Conclusion: ARIMA models are an efficient way of forecasting short-term economic indicators such as unemployment rate, however, we must first acknowledge the weaknesses that this approach has, such as the assumption of Ceteris paribus, meaning that we assume that all the other things that may affect unemployment are held constant to some degree, which is unreasonable as things such as a war or a pandemic may heavily influence unemployment.
Regarding the model, the weaknesses it has are that it is really hard to explain it in a non-technical way, the model itself has significant outliers in its error terms, it lacks precision for long-term forecasting, it assumes Ceteris paribus as explained earlier,and it only works for the US economy, it is not universal. However, as shown by the results we obtained from the model, we can say that even with this limitations, the model was a success as it very accurately and precisely predicted future values.

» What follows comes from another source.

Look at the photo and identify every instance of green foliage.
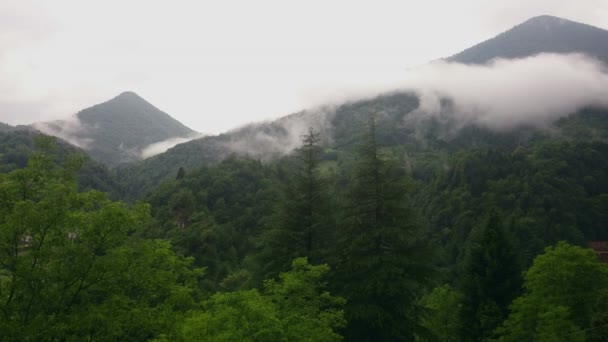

I believe that more research should be done in the area of exogenous shocks and how they can be predicted or modeled using economic indicators, as that is one of the biggest weaknesses of the majority of economic models, and any breakthrough in this field of knowledge will greatly positively impact the field of economics and econometrics.